If \texttt{bad\_path} is empty, it checks if the \texttt{bound} has been reached, if so it returns.
Otherwise we are in the valid situation where the program should continue the depth first search. In this situation the following logic is applied:
\begin{itemize}
\item Increase depth by one.
\item Create a new scope for the solver by saving the current stack size: pushing the solver will enable us to backtrack later on if we reach the \texttt{bound} or an unfeasible path.
\item Call \texttt{\textcolor{blue}{Semantics.}formula} on the program operation for the current depth in order to convert the command into a propositional logic formula.
\item Add the formula to the solver.
\item Add the pair \texttt{(command, location)} to the \texttt{path} list.
\item Check the satisfiability of the solver. At this point, three situations may arise:
\begin{enumerate}
\item{The solver is not satisfiable, in which case we backtrack:
\begin{itemize}
\item restore the previous context by popping the solver
\item decrease the depth by one
\item remove the pair \texttt{(command, location)} last added to \texttt{path}
\item return \texttt{unit}.
\end{itemize}
}
\item The solver is satisfiable and we have reached the final location. In this case we assign \texttt{path} to \texttt{bad\_path} and return \texttt{unit}.
\item The solver is satisfiable, thus the location is reachable, and the location is not the final location. In this situation we iterate through all locations accessible from the current location and apply \texttt{\textcolor{blue}{depth\_first\_search}}.
\end{enumerate}
\end{itemize}
\subsection{Searching for a path to the final state}
\paragraph{}
The \texttt{\textcolor{blue}{search}} function brings all the above functionality together.
It first initialises the global variables before calling \texttt{\textcolor{blue}{depth\_first\_search}} on the initial location with the command skip.
If after calling \texttt{\textcolor{blue}{depth\_first\_search}} the \texttt{bad\_path} list is not empty, then the depth first search found a feasible path to the final location and the \texttt{Path bad\_path} is returned.
If no path to the final state is found, but the bound has been reached, the program may not be safe, we only know that there is no path to the final state in less than \texttt{bound} steps. In this case the \texttt{bound\_reached} variable is true, and \texttt{Empty \textcolor{teal}{false}} is returned.

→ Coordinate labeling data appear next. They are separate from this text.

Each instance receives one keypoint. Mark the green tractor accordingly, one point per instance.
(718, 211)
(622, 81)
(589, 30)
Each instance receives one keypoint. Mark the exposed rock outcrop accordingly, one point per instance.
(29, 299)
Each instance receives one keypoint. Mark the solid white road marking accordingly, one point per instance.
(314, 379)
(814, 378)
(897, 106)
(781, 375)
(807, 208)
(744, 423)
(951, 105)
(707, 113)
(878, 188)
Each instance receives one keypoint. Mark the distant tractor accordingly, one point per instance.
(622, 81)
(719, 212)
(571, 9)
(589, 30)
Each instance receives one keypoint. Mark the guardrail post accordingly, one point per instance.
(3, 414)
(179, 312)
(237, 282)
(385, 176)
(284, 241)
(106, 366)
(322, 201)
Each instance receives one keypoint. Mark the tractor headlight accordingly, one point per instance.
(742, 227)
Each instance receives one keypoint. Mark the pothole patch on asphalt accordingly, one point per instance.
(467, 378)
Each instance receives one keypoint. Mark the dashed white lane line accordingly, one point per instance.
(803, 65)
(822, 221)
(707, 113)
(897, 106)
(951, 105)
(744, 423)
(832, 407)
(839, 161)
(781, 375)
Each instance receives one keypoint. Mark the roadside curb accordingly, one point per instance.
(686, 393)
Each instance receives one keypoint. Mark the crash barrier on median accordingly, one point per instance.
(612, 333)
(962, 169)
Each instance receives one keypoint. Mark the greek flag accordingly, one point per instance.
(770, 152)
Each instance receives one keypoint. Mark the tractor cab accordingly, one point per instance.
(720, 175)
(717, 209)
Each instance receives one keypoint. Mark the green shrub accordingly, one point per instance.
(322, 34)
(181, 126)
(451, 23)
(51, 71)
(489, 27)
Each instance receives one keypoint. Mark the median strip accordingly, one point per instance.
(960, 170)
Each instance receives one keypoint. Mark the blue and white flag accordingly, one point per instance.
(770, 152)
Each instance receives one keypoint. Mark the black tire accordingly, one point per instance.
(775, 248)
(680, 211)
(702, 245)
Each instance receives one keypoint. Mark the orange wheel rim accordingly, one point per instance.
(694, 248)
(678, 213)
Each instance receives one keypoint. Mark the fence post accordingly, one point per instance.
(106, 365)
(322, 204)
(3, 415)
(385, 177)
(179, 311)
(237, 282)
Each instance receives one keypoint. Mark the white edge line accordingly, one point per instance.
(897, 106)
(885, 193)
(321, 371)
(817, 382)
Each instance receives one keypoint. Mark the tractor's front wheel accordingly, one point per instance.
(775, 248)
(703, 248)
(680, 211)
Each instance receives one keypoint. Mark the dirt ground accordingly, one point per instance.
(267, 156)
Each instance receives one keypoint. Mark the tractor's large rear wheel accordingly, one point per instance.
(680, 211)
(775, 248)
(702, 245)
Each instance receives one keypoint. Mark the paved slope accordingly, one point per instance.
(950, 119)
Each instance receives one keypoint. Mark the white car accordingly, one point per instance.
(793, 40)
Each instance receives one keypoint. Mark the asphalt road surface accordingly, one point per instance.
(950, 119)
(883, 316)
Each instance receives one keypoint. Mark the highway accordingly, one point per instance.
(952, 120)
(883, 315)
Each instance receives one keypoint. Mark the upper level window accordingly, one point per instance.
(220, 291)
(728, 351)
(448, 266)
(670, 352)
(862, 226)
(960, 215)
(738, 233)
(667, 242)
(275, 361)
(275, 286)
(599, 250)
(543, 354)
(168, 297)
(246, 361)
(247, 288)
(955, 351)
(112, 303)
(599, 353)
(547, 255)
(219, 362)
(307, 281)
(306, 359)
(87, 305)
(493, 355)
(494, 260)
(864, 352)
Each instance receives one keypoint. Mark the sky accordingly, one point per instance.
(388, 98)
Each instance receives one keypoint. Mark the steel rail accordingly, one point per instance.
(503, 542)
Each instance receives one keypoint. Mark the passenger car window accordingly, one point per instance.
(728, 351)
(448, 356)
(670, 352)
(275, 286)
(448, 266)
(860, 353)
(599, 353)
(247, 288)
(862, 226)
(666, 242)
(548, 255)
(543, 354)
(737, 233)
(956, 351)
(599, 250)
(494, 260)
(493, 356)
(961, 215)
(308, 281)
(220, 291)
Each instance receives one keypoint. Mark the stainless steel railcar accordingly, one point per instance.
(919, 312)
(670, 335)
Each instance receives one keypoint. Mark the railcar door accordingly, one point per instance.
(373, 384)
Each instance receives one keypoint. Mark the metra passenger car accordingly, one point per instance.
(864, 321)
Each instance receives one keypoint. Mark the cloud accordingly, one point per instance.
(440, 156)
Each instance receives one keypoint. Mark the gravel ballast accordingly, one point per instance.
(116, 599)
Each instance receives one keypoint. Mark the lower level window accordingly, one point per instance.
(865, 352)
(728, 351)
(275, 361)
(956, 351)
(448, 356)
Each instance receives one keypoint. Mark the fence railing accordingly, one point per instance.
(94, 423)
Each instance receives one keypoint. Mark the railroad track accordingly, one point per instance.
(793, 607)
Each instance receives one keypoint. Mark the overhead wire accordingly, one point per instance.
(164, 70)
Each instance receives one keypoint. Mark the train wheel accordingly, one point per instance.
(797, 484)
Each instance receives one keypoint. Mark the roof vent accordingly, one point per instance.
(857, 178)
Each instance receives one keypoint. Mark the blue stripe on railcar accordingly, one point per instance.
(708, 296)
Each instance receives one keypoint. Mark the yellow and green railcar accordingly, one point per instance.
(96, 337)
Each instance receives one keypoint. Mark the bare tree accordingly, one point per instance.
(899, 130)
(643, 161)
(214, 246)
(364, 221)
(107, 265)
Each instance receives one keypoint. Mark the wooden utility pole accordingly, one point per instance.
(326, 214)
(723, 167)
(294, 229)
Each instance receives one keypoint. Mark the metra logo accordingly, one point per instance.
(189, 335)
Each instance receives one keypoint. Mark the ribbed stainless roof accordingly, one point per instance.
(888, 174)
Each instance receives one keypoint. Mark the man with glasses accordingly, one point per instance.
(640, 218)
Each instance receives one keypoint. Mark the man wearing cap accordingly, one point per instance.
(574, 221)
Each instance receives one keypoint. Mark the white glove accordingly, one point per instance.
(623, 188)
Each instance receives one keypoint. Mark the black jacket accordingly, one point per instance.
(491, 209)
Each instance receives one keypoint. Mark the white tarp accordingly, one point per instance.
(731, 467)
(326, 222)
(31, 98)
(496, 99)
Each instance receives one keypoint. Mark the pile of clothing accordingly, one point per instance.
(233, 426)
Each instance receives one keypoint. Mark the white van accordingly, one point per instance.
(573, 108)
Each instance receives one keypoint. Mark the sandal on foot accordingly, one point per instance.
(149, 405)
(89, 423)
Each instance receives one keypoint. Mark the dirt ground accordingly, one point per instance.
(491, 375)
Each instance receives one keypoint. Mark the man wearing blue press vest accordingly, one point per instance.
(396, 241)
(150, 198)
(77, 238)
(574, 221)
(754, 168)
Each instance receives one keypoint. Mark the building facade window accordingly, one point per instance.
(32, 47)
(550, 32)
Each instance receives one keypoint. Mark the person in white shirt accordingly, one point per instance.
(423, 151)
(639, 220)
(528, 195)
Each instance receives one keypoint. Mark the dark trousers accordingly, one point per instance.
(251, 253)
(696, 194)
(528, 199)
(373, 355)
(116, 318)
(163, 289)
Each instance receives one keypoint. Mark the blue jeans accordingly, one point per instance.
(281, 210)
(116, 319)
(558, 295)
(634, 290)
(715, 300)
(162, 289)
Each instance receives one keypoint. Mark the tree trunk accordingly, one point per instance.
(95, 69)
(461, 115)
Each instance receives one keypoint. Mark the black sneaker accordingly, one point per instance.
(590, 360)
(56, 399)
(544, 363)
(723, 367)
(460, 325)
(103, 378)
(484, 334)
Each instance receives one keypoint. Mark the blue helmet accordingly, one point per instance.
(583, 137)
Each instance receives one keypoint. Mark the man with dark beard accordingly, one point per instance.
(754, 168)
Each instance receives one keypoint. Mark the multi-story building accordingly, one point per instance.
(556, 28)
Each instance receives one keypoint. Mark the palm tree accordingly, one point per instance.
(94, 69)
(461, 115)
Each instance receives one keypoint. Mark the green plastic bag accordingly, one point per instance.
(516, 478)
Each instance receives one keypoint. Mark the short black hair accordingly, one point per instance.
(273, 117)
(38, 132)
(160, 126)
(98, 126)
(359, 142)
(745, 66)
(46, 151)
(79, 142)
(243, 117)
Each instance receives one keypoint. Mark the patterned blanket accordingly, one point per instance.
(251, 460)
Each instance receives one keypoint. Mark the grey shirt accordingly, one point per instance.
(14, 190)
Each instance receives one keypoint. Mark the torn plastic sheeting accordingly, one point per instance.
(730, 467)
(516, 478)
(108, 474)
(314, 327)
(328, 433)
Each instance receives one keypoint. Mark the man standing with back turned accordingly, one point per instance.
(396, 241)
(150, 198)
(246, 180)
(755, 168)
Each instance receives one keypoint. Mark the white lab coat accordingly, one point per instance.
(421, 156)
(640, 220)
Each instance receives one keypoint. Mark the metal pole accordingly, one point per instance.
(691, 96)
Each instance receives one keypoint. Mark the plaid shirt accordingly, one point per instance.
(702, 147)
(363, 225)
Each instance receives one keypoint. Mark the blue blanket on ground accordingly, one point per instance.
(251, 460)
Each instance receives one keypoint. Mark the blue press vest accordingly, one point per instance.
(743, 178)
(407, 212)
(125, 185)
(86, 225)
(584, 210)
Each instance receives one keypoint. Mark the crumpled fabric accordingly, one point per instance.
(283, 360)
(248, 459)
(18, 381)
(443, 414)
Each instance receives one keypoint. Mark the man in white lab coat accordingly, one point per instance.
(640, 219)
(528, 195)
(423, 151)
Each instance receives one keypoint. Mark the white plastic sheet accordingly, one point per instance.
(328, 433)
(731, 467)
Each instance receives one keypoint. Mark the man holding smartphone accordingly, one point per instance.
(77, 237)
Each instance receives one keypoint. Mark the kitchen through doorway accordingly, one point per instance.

Otherwise, all feasible paths of have been explored and none lead to the final state. The program is safe and \texttt{Empty \textcolor{teal}{true}} is returned.
\section{Tests}
The test cases described bellow all take as input an automaton (from the \texttt{examples} directory), and expect an output of type \texttt{result}:
\begin{itemize}
\item a \texttt{Path} p where p is a feasible path of the automaton leading to the final state of length at most \texttt{bound}
\item no feasible path
\item no feasible path of length at most \texttt{bound}
\end{itemize}
\subsection{New Automatons}
The additional automatons created in the \texttt{examples} folder test edge cases, the case where no feasible path is found in less than 10 iterations, unsafe programs, potential infinite loops etc.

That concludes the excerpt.